Actor Mathieu Amalric has once again taken on the duties of lead actor and director for The Blue Room. Based on the novel of the same name by Georges Simenon, creator of the popular Commissaire Maigret, Amalric has directed a mixture of erotic marital drama and chamber-play-like thriller. The result is a jigsaw puzzle immersed in atmospheric imagery that can captivate audiences with just a few words, especially at the beginning. The film derives much of its tension from the fact that the audience, like Julien, is initially kept completely in the dark about what happened, what he is accused of and how it could have come to this.
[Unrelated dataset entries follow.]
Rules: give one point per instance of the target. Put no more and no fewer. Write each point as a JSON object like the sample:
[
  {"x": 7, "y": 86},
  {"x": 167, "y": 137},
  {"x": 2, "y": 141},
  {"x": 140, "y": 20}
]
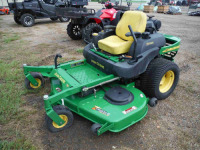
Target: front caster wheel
[
  {"x": 95, "y": 127},
  {"x": 63, "y": 113},
  {"x": 64, "y": 19},
  {"x": 38, "y": 77},
  {"x": 153, "y": 102}
]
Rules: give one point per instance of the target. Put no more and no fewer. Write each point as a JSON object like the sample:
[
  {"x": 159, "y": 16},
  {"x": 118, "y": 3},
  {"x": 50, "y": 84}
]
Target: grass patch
[
  {"x": 79, "y": 51},
  {"x": 11, "y": 38},
  {"x": 19, "y": 143},
  {"x": 8, "y": 37}
]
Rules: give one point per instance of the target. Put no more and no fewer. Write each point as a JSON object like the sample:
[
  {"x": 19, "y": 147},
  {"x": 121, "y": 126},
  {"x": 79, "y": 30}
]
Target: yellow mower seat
[
  {"x": 114, "y": 45},
  {"x": 119, "y": 43}
]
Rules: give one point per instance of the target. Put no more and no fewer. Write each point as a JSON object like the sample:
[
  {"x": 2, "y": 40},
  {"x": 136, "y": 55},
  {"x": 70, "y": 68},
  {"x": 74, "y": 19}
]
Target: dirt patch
[{"x": 173, "y": 124}]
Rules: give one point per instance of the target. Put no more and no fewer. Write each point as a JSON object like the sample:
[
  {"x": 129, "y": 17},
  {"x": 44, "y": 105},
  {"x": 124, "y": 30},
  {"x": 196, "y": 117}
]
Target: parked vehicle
[
  {"x": 84, "y": 22},
  {"x": 4, "y": 10},
  {"x": 26, "y": 12}
]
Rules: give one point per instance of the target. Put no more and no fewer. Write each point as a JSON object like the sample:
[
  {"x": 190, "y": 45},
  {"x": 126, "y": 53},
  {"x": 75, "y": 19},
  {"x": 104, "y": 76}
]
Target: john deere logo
[
  {"x": 59, "y": 77},
  {"x": 97, "y": 63},
  {"x": 171, "y": 49},
  {"x": 101, "y": 110}
]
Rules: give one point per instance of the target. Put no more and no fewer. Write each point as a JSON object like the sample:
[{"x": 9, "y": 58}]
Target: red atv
[
  {"x": 84, "y": 22},
  {"x": 4, "y": 10}
]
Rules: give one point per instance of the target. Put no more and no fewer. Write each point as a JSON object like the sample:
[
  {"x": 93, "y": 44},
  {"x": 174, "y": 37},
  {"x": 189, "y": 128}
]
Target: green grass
[
  {"x": 79, "y": 51},
  {"x": 11, "y": 90},
  {"x": 20, "y": 143},
  {"x": 13, "y": 52}
]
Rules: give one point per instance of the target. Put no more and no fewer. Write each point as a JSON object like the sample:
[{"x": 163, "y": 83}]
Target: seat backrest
[{"x": 136, "y": 19}]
In flashbacks, we are led to the beginning of the fateful affair and can thus better understand Esther's transformation from sensual seductress to ice-cold beast. Also the hopelessness of the situation for Julien is intensified excitingly. Due to the good acting of the actors, especially of Almaric and Stéphanie Cléau, the story seems believable and to a certain extent thrilling, despite the sometimes very artificial staging. With a very tight running time of just 76 minutes, one might assume a gripping thriller-drama due to all these positive aspects.
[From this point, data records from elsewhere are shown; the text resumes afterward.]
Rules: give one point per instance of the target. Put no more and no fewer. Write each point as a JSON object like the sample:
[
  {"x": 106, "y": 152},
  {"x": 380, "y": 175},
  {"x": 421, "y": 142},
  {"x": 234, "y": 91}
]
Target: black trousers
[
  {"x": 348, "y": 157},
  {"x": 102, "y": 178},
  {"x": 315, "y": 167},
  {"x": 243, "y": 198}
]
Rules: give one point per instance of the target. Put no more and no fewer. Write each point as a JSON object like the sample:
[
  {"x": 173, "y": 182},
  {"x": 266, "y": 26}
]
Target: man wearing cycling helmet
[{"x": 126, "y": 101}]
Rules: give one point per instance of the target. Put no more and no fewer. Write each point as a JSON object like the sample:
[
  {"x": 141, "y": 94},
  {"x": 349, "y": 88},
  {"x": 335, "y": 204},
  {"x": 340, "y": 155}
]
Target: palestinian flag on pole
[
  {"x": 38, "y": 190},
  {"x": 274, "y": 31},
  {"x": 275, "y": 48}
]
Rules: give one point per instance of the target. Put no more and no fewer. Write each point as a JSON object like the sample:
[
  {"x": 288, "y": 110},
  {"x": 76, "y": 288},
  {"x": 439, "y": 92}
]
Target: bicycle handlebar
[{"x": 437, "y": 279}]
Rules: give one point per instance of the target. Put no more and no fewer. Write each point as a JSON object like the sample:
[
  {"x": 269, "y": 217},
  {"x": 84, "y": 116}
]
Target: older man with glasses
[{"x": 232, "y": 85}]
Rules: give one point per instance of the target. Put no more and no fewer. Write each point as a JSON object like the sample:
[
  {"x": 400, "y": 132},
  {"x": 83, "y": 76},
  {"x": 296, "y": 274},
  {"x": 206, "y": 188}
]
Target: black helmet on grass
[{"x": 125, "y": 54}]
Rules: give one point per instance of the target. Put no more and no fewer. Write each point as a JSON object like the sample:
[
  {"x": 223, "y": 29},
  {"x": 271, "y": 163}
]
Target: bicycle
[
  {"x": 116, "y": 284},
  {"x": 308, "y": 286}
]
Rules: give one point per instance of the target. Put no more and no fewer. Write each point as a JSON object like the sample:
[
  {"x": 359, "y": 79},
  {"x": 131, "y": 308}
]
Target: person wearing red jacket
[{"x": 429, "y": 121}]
But unfortunately Amalric gets lost again and again in too tough moments or in never-ending shots, in which the patience of the audience is tested several times. While it is understandable with what aesthetic concern he has implemented these moments. And there will certainly be some viewers who appreciate these ambitions. But from a purely entertainment-oriented standpoint, the effort at artistic pretension tarnishes the intensity of the story and, by extension, the overall entertainment value. For program lovers who appreciate sophisticated French dramas, however, the whole thing is still worth watching. However, those hoping for a thoroughly gripping affair of the particularly doomed kind based on the premise and the successful opening may end up leaving the cinema disappointed.